Over the course of my September posts on extinct species in Ireland, the importance of archaeology and literary scholarship in determining which species have been extant in Ireland is striking. I came across this in Kieran Hickey’s Wolves in Ireland, with its analysis of medieval trade records in pelts.
Via Medievalists.Net, I came across this 2016 Ph.D. thesis from Cardiff University by Lee Raye
Here is Raye’s summary:
This thesis identifies and discusses historical and literary sources describing four
species in the process of reintroduction: lynx (Lynx lynx), large whale (esp. Eubalena
glacialis), beaver (Castor fiber) and crane (Grus grus). The scope includes medieval and
early modern texts in English, Latin, and Welsh written in Britain before the species
went extinct.

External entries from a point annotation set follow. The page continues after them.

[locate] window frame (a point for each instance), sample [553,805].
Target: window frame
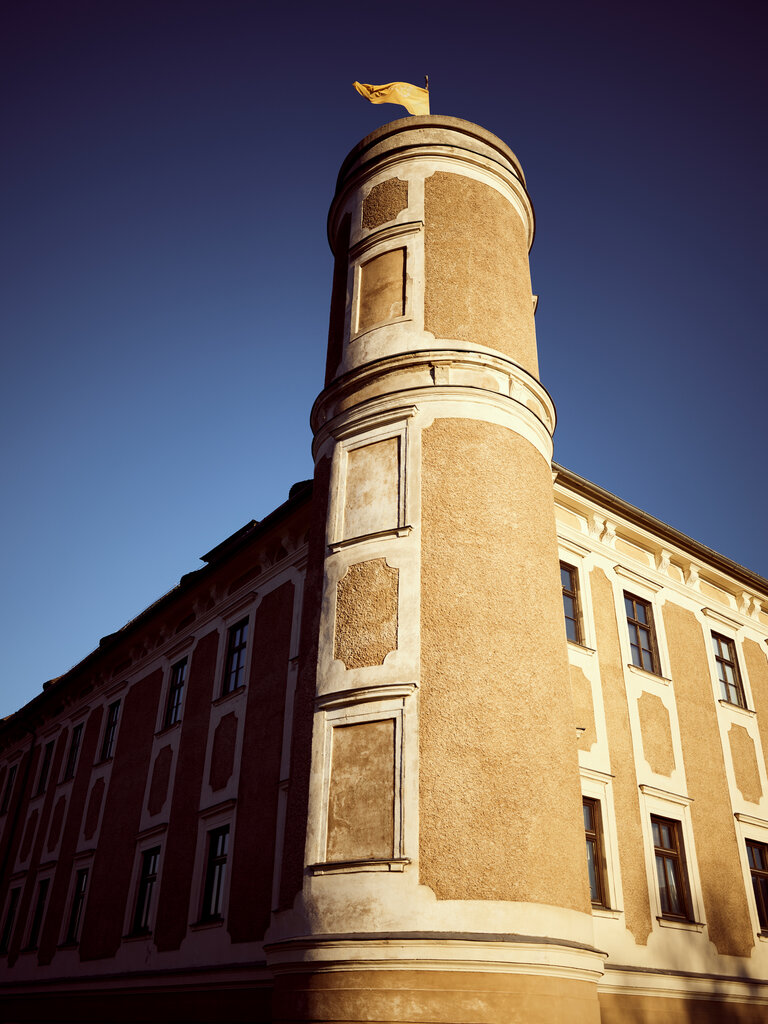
[237,649]
[648,627]
[574,596]
[595,836]
[10,781]
[9,920]
[45,765]
[73,753]
[147,883]
[37,921]
[107,751]
[676,857]
[718,640]
[77,905]
[215,876]
[176,686]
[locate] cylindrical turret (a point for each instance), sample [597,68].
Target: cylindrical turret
[444,872]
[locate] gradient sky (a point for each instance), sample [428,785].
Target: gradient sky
[166,171]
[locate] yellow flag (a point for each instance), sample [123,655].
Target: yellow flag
[415,100]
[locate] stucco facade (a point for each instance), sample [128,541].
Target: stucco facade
[453,735]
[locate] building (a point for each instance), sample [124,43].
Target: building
[454,735]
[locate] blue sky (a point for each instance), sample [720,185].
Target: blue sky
[165,175]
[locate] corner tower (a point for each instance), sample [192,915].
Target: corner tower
[443,873]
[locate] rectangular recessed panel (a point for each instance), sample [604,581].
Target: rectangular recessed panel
[382,289]
[360,802]
[372,493]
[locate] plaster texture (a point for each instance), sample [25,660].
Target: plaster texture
[505,821]
[654,722]
[384,202]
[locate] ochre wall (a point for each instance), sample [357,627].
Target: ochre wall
[500,803]
[477,282]
[626,802]
[712,815]
[451,996]
[301,738]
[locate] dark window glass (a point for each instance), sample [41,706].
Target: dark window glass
[8,791]
[78,902]
[213,894]
[146,884]
[108,744]
[10,916]
[671,873]
[235,670]
[37,918]
[757,854]
[593,833]
[72,757]
[175,693]
[730,680]
[44,768]
[642,635]
[569,581]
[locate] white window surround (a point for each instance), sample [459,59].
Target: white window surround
[638,586]
[213,817]
[677,808]
[749,826]
[598,785]
[731,631]
[576,555]
[150,839]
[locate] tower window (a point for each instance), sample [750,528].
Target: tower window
[642,635]
[728,674]
[235,669]
[571,610]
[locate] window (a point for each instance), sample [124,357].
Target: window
[108,743]
[10,916]
[213,894]
[595,860]
[72,757]
[235,670]
[78,902]
[730,680]
[8,788]
[671,873]
[569,581]
[146,883]
[757,854]
[44,769]
[642,635]
[175,694]
[37,916]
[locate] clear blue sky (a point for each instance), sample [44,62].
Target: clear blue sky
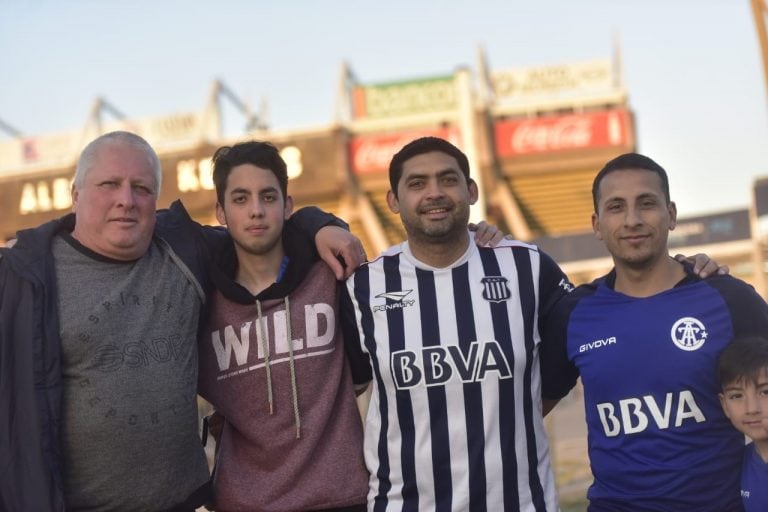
[692,68]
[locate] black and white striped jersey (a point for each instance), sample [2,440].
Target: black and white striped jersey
[455,419]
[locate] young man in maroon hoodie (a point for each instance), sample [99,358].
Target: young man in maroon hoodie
[272,358]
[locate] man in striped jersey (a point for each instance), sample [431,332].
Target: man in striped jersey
[451,331]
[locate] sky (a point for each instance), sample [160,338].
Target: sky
[692,68]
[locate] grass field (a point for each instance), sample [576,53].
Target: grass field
[573,506]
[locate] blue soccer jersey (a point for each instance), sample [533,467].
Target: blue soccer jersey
[454,422]
[658,439]
[754,481]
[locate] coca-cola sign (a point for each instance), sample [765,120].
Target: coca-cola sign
[563,133]
[373,153]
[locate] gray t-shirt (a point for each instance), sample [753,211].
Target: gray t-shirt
[129,367]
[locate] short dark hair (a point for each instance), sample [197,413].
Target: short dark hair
[419,147]
[258,153]
[744,358]
[630,161]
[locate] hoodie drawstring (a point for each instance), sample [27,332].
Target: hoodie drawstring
[294,388]
[291,363]
[265,349]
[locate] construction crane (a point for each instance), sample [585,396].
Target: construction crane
[760,13]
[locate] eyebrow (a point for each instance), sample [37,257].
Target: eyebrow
[440,174]
[242,190]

The aims for each species are: (i) to reconstruct the medieval cultural
memory; (ii) to contribute a cohesive extinction narrative; and (iii) to catalogue and
provide an eco-sensitive reading of the main historical and literary references. Each
chapter focuses on a different species:
1. The chapter on lynxes examines some new early references to the lynx and
argues that the species became extinct in south Britain c.900 AD. Some hardto-reconcile seventeenth century Scottish accounts are also explored.
2. The chapter on whales attributes the beginning of whale hunting to the ninth
century in Britain, corresponding with the fish event horizon; but suggests a
professional whaling industry only existed from the late medieval period.

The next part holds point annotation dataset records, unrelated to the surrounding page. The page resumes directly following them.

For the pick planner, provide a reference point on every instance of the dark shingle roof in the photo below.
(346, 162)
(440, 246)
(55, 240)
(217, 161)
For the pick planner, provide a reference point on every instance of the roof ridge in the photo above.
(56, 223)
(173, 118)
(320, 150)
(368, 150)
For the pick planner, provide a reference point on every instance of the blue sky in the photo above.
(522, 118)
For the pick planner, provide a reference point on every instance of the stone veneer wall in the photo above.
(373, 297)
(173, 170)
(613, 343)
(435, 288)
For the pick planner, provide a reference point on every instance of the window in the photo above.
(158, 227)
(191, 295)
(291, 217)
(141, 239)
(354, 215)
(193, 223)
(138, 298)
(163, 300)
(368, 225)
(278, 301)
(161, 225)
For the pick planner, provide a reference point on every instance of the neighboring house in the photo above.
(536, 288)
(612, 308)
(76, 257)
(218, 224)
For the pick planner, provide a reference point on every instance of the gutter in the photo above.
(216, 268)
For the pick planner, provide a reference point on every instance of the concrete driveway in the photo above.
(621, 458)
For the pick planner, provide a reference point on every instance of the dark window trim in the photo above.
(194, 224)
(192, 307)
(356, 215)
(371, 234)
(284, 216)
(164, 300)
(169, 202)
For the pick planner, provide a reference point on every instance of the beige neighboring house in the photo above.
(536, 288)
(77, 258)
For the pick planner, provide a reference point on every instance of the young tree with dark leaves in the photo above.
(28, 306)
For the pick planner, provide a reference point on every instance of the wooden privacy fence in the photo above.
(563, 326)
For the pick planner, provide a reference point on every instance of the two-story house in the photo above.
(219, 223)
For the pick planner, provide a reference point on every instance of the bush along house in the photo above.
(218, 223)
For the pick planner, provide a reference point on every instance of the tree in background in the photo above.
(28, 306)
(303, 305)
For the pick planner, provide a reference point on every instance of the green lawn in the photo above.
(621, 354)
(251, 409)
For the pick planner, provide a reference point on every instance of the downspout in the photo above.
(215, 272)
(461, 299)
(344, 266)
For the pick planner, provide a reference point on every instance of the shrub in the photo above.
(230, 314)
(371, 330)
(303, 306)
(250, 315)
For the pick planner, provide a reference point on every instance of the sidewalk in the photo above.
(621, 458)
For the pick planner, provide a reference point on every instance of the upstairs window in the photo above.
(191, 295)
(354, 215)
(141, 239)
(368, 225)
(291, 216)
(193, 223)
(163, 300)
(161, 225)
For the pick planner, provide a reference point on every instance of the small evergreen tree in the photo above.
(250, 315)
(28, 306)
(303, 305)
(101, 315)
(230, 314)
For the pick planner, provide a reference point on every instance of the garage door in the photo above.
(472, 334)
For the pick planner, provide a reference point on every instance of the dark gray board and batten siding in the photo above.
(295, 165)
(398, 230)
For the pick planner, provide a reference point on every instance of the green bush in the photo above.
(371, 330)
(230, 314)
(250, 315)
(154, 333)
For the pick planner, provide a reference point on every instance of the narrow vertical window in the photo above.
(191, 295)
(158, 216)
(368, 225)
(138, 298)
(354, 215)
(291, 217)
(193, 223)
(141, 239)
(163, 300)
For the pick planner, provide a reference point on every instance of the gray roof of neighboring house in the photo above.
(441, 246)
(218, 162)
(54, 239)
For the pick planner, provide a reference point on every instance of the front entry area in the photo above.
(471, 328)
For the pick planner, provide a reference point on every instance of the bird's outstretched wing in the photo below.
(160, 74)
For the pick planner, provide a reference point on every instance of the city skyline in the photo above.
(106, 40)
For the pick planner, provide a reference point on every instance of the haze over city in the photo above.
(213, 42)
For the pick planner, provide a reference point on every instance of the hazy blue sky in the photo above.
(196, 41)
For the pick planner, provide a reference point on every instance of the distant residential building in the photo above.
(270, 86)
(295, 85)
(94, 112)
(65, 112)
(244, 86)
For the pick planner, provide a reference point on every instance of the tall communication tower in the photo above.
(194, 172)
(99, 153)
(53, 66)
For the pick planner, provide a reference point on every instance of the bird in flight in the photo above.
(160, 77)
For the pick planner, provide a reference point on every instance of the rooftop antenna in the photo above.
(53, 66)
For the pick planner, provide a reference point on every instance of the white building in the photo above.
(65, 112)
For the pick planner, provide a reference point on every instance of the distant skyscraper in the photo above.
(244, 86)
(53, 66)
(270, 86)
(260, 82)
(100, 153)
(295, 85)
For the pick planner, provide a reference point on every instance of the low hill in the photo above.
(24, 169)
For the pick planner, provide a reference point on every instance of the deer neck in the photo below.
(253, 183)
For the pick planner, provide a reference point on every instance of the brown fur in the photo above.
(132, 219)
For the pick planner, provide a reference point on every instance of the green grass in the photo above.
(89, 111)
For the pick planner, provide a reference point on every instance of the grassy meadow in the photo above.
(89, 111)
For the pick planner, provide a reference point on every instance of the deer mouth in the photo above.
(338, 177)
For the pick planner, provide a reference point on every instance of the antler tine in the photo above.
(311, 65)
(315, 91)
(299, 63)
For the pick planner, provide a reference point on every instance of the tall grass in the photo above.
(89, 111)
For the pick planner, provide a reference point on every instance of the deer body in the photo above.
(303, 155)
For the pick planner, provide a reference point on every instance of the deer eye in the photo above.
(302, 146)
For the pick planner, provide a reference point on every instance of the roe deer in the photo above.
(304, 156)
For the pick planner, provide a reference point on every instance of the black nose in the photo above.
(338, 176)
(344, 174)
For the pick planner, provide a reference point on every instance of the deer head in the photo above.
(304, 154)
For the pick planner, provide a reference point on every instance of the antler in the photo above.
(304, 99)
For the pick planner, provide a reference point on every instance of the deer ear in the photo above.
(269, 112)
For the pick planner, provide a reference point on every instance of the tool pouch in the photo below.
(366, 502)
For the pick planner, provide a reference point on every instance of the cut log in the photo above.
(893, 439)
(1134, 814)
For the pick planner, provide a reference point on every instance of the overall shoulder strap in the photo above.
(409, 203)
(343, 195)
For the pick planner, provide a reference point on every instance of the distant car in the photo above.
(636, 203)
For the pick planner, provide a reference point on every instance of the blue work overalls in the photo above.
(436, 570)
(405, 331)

3. The chapter on beavers identifies extinction dates based on the increasingly
confused literary references to the beaver after c.1300 in south Britain and
after c.1600 in Scotland, and the increase in fur importation.
4. The chapter on cranes emphasises the mixed perception of the crane
throughout the medieval and early modern period. Cranes were simultaneously
depicted as courtly falconers’ birds, greedy gluttons, and vigilant soldiers.
More generally, the thesis considers the levels of reliability between eyewitness accounts and animal metaphors. It examines the process of ‘redelimitation’ which is triggered by population decline, whereby nomenclature and concepts attached to one species become transferred to another. Finally, it emphasises geographical determinism: species generally become extinct in south Britain centuries before Scotland.